Outstanding regional groups
“Stageshow”’s defiantly homegrown worldview was a good harbinger of the productions that soon followed it at the National Theater Festival. We’ve seen three so far, and note that the blurbs aren’t far from reality: The regional drama groups showcased by CCP—most of them campus-based and peopled by nonprofessional actors and creative staff—are indeed doing valuable work, and can easily hold a candle to some of Manila’s established professional theater companies.
“Dula Ta” (Let’s Play), the Mindanao State University Kabpapagariya Ensemble’s entry, for instance, was a compact, powerful play about the effects of militarization on people and families in affected areas, without the preachiness of similar fare with socio-political bent. Directed by Romeo Narvaez, this was a restrained but from-the-gut drama—though it could make do without the poorly-made audio-visual intro.

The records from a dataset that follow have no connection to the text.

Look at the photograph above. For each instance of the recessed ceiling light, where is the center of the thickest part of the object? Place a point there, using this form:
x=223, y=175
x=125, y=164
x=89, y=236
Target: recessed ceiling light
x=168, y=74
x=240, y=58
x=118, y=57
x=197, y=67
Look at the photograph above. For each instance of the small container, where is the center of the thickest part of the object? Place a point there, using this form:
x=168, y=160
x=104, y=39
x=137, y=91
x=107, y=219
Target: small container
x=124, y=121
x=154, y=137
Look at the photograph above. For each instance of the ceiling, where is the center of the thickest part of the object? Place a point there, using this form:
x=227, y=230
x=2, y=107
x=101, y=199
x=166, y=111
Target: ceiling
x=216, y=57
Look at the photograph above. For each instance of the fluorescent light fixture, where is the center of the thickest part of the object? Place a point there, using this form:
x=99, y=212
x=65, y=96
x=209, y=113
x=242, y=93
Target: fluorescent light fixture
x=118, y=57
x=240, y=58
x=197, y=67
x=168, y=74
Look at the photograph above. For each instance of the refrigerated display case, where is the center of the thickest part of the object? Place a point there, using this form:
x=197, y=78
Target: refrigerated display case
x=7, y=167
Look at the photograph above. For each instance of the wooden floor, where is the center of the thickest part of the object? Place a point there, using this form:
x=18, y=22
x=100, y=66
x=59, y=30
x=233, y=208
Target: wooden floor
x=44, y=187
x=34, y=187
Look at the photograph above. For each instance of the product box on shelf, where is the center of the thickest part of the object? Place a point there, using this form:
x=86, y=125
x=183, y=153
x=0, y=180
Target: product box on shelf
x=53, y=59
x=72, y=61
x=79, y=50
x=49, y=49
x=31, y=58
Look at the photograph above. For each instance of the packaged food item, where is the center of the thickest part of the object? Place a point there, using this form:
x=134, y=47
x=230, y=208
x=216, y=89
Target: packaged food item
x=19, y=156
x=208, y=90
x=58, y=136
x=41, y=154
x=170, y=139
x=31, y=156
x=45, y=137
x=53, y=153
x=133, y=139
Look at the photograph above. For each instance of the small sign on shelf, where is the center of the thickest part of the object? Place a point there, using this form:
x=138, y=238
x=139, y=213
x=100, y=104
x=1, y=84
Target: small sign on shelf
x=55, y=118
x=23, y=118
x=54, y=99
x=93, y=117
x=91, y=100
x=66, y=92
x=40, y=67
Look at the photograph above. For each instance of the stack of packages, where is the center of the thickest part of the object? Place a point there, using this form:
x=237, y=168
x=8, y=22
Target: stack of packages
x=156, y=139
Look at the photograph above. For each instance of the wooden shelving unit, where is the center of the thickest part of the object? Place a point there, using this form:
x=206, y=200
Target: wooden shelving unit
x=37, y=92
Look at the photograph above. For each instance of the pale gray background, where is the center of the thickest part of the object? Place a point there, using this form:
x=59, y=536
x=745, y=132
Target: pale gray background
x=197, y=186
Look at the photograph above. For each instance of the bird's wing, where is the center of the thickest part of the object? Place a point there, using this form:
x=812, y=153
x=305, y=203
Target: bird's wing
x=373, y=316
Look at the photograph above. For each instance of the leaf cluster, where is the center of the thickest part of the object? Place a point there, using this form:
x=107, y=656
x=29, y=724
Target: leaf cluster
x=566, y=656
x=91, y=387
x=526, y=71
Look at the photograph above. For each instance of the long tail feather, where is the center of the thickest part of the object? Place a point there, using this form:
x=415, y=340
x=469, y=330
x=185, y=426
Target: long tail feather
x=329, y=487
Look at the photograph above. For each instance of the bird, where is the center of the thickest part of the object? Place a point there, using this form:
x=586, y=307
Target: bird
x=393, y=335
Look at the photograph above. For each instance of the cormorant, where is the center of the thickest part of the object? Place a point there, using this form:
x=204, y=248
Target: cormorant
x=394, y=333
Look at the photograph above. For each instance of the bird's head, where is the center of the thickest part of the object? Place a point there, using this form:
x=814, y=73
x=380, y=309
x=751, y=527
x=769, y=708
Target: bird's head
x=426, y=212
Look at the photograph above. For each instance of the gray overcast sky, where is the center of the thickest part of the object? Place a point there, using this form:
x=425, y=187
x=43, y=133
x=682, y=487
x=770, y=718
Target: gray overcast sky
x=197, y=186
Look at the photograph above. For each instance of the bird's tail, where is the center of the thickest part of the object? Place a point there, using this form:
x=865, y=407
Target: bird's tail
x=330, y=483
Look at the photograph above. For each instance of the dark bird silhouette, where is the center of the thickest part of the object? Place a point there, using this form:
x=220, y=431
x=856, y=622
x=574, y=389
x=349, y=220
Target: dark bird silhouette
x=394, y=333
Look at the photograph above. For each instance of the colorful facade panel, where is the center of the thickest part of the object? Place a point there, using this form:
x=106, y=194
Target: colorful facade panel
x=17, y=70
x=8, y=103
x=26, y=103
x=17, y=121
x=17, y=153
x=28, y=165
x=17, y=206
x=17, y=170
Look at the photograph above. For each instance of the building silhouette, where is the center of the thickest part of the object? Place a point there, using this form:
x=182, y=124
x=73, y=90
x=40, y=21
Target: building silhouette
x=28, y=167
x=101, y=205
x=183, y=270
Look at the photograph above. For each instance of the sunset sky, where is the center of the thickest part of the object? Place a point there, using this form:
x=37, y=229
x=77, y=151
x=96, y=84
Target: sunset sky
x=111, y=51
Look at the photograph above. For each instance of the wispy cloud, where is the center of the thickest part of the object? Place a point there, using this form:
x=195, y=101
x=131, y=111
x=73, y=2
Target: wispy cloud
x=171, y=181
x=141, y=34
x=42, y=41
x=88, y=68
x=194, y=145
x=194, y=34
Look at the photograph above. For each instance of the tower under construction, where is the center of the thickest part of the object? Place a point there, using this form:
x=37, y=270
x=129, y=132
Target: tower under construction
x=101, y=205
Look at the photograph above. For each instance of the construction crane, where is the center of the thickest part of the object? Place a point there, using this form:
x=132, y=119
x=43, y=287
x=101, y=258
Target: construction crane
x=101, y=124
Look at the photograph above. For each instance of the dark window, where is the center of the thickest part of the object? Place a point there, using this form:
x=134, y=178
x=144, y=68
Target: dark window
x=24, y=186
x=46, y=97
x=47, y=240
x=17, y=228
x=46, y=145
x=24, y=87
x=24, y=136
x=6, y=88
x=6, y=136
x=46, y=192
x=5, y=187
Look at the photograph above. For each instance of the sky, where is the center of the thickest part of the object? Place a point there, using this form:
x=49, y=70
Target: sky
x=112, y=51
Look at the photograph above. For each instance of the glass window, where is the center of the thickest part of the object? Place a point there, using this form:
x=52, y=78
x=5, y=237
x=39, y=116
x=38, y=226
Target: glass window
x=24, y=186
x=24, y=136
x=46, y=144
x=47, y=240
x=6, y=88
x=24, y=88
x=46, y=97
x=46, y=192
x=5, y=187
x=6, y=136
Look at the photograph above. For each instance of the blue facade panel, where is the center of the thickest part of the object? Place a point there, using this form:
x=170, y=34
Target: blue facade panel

Unlike their Manila counterparts, the preoccupations of companies such as Kabpapagariya Ensemble are clearly closer to home—issues that affect their civic lives and communities, expressed in performance styles that often mine the richness of their home places’ indigenous culture, rituals and folklore.
Engaging production
There was “Duha Ka Alimpo sa Habagat … Bohol 1700,” directed by Peta-trained Lutgardo Labad, which stitched together excerpts from the community presentations of the towns along the province’s signature Abatan River Community Life Tour into an engaging production brimming with local color, history and a fair amount of polish.
By the end of it, the well-trained ensemble (ranging from a 14-year-old tuyo seller to a 70-year-old farmer!) had sketched for the audience a town’s livelihood (basket-weaving and bolo-making), the provenance of a historic watch tower, how folk hero Tamblot resisted the Spanish invaders to become an enduring beacon to Boholanos, and how the habagat (monsoon storm) has shaped the life of the island and its inhabitants.

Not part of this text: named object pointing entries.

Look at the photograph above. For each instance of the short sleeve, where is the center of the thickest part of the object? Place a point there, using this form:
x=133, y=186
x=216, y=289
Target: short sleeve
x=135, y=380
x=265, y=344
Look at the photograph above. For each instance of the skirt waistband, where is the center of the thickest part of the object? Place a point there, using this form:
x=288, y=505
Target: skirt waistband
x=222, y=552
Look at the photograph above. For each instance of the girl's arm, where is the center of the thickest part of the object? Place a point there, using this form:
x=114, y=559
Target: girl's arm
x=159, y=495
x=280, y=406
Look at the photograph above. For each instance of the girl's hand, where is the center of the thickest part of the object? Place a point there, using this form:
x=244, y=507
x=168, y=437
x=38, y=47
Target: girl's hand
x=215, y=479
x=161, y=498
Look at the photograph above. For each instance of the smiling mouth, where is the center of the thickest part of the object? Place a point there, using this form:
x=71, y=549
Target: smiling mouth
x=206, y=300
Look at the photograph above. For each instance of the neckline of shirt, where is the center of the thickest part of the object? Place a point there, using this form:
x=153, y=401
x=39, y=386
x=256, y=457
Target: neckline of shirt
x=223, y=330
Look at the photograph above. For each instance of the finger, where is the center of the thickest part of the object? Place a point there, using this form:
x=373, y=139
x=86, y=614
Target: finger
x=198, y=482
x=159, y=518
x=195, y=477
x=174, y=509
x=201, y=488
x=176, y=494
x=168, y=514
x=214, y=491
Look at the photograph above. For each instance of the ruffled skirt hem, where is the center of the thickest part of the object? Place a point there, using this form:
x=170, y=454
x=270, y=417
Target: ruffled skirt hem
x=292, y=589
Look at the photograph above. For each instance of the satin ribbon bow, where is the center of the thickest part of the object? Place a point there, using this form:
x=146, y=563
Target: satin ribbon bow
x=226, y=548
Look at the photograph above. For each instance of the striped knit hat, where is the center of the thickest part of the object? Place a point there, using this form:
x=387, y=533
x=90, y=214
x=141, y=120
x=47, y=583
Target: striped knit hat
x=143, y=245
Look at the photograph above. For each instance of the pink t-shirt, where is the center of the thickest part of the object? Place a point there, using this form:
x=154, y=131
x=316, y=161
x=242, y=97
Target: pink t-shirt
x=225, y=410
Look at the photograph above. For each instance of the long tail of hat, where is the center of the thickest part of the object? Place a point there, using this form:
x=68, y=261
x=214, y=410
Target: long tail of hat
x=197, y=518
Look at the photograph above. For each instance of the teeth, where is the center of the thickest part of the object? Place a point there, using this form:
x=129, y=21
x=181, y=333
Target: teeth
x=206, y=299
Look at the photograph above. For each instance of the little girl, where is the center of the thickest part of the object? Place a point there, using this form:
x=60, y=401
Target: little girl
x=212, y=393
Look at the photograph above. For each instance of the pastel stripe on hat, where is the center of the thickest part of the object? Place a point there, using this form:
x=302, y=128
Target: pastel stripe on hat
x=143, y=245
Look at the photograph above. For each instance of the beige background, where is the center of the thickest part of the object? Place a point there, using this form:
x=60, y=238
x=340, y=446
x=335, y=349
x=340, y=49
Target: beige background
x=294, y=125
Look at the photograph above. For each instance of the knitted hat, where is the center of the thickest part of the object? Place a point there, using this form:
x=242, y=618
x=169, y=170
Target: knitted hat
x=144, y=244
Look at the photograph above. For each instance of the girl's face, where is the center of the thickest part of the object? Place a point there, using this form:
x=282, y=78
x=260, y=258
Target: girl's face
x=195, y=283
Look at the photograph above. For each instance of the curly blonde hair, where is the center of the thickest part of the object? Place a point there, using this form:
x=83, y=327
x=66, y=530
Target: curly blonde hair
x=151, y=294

The scenery? Nipa fronds, and projections on white cloth that also served as the sail of a Spanish ship. Plus the voices of the cast, especially a young teacher named Geraldine Pancho, whose atmospheric vocals in the Boholano tongue gave the production striking charge and texture.

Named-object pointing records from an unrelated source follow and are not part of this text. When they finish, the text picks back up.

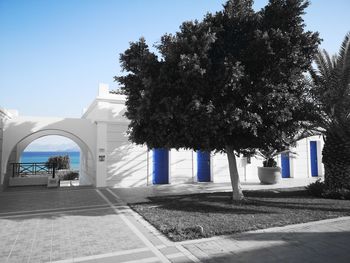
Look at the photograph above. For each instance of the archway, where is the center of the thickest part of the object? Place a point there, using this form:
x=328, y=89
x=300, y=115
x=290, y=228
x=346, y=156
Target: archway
x=44, y=149
x=87, y=171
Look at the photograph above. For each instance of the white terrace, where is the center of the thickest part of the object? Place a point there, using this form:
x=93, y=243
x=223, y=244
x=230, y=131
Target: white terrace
x=109, y=159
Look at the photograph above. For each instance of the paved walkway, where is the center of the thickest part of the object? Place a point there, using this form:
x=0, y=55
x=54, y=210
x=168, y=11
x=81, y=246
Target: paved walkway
x=95, y=225
x=141, y=194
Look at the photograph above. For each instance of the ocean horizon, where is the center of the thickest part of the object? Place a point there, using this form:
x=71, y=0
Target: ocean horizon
x=43, y=156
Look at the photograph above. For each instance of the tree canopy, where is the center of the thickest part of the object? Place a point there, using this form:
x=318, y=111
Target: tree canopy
x=231, y=82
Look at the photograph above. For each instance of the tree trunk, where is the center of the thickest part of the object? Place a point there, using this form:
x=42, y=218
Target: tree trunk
x=336, y=160
x=236, y=185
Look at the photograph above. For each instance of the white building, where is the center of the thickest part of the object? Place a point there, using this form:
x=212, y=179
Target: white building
x=109, y=159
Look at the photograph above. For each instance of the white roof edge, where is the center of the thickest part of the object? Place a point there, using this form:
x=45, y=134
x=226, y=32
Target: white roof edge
x=8, y=114
x=113, y=98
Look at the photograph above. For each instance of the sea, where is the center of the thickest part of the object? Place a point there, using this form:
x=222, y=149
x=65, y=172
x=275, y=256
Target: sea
x=41, y=157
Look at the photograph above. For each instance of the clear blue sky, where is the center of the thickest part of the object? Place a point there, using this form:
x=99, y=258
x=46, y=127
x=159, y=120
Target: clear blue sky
x=53, y=53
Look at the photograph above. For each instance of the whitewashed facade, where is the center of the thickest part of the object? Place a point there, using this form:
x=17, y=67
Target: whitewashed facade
x=108, y=158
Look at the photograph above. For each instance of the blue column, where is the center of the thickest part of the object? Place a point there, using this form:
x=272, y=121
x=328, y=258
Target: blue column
x=160, y=166
x=203, y=166
x=285, y=165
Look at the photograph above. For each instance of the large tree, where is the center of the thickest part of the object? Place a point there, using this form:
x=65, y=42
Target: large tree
x=230, y=83
x=331, y=94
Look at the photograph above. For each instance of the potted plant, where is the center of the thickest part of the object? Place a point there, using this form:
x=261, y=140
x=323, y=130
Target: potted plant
x=269, y=173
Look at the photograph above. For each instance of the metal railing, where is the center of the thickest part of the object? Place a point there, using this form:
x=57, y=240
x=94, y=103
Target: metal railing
x=19, y=169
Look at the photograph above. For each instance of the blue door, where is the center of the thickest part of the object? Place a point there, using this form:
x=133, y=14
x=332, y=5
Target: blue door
x=313, y=158
x=285, y=165
x=160, y=166
x=203, y=166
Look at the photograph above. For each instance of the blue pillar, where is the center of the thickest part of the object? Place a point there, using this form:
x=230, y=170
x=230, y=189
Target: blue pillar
x=203, y=166
x=160, y=166
x=285, y=165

And from the Integrated Performing Arts Guild, the resident company of the MSU-Iligan Institute of Technology, came “Uwahig,” which retold in movement—derived from the beautifully fluid dance form pangalay—the epic of Indarapatra and Sulayman, whose cosmic battles became a metaphor for the modern-day decimation of parts of Mindanao.
Steven Fernandez’s production boldly challenged conventionality by eschewing dialogue altogether, preferring the haunting elemental noises his eight-person cast made, side by side with a neo-ethnic techno score, to conjure the Day of Creation in Mindanao lore.
Sparse support
What “Uwahig” and its brethren productions from the regions bring home is the realization that the Manila theater scene is so much the poorer for not being able to see, on a regular basis, shows like these that throb with native vibrancy and spirit.
It took CCP eight years, from the last National Theater Festival in 2004, to bring these local creative powerhouses once again to Manila. And yet the crowds have remained sparse; even many in the Manila-based theater community can’t seem to be roused to support their peers from the provinces, and the very festival that celebrates their art. In which case, why should the rest of the public be?
The National Theater Festival’s remaining shows feature Dulaang UP’s “Orosman at Zafira” at 8 p.m. Saturday and 3 p.m. Sunday at Tanghalang Aurelio Tolentino (Little Theater). Closing ceremonies at 6 p.m. Sunday at the Arturo Luz Paper Clip Area of CCP.